ZuluTime will be rolling out publicly in retail environments in the fall, but the co-founders told me that they see a wide range of industrial applications for the startup’s technology, and have already begun partnering with mobile search companies, smartphone OS providers and OEMs, as well as international communications companies. Several major airports have also been part of ZuluTime’s product testing, and the co-founders believe that ZuluTime will be applicable to any communication device, seeing big future potential as part of location-based systems in vehicles.

Certainly, it seems that it’s only a matter of time before our devices, cars, wallets, and beyond can pinpoint our locations within feet; the rise in startups and businesses that leverage location-based services show that this is no passing trend.

Shopkick, which is attempting to innovate in the so-called “social loyalty” space in consumer geolocation by doing things like pinging shoppers on their smartphones when they get to a “deal area”, could be a potential competitor for ZuluTime. Yet, unlike Zulu, Shopkick is eschewing both GPS and Wifi by offering a custom hardware-plus-app solution installed in select stores.

Both are interesting takes on location-based services, and the true holy grail may exist in the middle ground, though if ZuluTime can “fix” geolocation by making actual wifi networks more intelligent, they may have a leg up on app makers. Either way, I can’t wait to see where both startups go from here.
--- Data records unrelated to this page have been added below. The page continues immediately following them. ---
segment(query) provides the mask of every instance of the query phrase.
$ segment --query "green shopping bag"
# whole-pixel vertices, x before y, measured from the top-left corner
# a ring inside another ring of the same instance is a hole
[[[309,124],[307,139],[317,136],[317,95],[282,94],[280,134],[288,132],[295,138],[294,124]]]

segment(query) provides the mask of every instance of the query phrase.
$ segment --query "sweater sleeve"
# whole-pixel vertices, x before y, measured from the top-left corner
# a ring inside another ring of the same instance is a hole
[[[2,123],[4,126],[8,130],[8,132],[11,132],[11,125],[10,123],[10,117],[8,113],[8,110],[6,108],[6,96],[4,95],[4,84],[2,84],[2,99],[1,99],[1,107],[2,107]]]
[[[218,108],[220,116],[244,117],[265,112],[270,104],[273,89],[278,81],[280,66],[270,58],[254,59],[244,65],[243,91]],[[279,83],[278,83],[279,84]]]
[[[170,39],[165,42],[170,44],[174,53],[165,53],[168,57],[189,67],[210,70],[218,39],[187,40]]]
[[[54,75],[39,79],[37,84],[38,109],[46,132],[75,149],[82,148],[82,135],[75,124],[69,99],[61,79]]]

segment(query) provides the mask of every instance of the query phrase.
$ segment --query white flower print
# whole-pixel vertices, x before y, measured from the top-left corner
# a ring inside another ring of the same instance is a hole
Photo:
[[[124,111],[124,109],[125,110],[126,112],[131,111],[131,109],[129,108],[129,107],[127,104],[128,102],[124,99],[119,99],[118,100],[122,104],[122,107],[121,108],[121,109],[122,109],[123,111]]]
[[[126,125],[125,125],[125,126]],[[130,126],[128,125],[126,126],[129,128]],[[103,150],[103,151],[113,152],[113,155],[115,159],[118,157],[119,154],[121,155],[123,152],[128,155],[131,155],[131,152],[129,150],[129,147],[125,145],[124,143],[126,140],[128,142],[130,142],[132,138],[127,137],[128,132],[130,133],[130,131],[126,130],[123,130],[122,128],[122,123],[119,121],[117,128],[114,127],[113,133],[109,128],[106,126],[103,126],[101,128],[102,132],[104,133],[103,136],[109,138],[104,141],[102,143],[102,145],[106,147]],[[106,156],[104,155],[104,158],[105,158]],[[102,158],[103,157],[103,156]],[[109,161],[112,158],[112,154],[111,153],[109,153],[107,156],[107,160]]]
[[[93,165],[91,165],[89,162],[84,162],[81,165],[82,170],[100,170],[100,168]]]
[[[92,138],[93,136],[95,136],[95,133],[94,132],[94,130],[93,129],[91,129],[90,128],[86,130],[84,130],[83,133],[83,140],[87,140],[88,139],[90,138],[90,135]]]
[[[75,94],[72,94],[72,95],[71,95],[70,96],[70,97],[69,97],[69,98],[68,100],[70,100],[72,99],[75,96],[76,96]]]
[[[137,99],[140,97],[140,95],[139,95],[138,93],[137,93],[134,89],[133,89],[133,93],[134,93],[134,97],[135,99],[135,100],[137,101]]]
“Our kids will be looking at us 5 years from now in disbelief when we say there was a time when wireless devices didn’t always just know exaclty where they were all the time”, Rhoads told me. “It will be a no-brainer in just a few short years”.

That prospect is a little unnerving to say the least, but my hunch is the inventor has more than a little justification for that supposition. Minority Report, here we come.